Ignore the patriarchal tone, which I no longer find inspiring. But what I do still love is the simplicity of this thought: we are required to do justice, love kindness, and to walk humbly among others.
So now that I have walked you around the block, you may be wondering where are we going?
In these most uncertain times, we could look to any sort of sacred text which provides us with comfort and reassurance. And that is totally valid. However, I contend that it is of the utmost important to embrace justice and kindness with a humble heart.
COVID-19 is our immediate threat and beyond that is climate change, which is our ultimate threat. If we practice Micah 6:8, we may have a chance to overcome.
The kind thing right now is not to selfishly pursue our own needs, but rather follow the guidelines of social distancing. We don’t need to hoard. We don’t need to shop. And we definitely don’t need to go to the beach.
And while I am on the subject, let’s be kind to those that are experiencing emotional suffering during this pandemic. Over 40 million Americans suffer from anxiety disorders and on a good day, they may be doing their very best to cope. Add to the mix a scary virus, isolation, and economic uncertainty, it’s no wonder why so many people are struggling.
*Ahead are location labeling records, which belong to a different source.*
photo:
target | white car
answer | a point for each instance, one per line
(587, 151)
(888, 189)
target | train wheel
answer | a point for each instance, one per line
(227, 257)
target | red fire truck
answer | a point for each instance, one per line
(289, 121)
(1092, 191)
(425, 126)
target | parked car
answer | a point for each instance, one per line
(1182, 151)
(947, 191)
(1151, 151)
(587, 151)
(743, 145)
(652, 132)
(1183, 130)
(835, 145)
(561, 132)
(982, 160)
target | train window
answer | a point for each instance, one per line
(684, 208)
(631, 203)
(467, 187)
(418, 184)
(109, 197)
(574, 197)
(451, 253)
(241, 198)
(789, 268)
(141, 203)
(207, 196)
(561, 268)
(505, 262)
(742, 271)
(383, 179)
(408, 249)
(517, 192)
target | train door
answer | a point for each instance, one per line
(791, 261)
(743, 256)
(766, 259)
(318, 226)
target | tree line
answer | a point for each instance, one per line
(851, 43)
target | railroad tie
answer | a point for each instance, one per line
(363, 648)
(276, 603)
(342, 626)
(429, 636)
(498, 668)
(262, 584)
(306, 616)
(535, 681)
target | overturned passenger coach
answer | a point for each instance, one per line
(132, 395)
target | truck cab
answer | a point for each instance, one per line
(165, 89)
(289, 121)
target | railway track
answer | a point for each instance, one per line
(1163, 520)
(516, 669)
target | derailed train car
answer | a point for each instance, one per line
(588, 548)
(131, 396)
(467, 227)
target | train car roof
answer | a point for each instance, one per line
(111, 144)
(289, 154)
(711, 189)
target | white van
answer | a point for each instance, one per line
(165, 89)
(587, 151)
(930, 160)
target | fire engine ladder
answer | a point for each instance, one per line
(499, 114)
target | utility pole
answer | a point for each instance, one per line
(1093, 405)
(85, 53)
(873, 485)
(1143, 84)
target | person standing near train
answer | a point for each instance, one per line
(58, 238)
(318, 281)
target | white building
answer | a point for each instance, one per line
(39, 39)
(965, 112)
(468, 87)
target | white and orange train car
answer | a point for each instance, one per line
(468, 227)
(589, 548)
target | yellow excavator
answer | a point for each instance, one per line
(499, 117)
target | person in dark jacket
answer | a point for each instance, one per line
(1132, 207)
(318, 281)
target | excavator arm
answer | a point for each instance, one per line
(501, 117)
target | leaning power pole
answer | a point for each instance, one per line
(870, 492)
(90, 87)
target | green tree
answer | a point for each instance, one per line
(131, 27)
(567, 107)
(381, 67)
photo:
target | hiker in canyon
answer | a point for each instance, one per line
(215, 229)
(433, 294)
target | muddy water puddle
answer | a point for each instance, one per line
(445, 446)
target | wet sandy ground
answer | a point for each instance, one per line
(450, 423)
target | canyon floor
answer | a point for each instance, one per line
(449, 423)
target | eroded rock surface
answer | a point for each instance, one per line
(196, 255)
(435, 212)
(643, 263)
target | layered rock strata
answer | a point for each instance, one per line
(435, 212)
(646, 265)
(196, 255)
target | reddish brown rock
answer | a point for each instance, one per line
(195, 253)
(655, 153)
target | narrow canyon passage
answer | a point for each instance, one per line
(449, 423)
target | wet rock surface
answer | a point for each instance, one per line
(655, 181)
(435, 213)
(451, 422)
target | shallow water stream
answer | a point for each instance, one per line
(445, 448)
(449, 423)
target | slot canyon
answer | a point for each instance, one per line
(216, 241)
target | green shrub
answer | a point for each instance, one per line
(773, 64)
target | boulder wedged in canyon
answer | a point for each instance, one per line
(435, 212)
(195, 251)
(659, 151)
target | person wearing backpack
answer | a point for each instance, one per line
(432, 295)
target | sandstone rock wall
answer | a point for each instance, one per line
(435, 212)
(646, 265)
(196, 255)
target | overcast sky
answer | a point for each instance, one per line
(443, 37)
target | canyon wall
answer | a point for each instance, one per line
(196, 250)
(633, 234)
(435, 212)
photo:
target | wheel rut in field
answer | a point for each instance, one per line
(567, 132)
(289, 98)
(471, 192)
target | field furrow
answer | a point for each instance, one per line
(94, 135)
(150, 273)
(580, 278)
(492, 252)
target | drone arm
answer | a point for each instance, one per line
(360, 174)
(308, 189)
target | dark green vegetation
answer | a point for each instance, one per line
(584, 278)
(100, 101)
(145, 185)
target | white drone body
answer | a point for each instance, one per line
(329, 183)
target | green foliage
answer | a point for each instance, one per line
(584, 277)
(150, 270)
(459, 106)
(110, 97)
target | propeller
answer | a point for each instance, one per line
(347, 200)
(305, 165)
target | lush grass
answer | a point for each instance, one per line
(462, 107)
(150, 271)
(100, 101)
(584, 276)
Not only is anxiety triggered, but trauma may also emerge because of these circumstances.
Justice can come in the form of employers taking care of their employees. Keep employees safe. Understand their concerns. Try to offer them pay and job security. Likewise, our government will hopefully show this same treatment to business owners, helping small businesses through this nightmare.
Once we get through this crisis, we must apply these principles to climate change. It is clearly abundant that the old ways are no longer sufficient, both in preparing for pandemics and global warming. We must expand our consciousness on all levels.
My thoughts are not necessarily profound, but it brings me comfort to reflect on Micah 6:8. The uncertainty has scared me. I have felt the pain and sadness of the world. And although I am no longer deeply religious, I have been praying everyday.
I pray that we all practice kindness. I pray that you are safe. I pray for a Refuah Shleimah.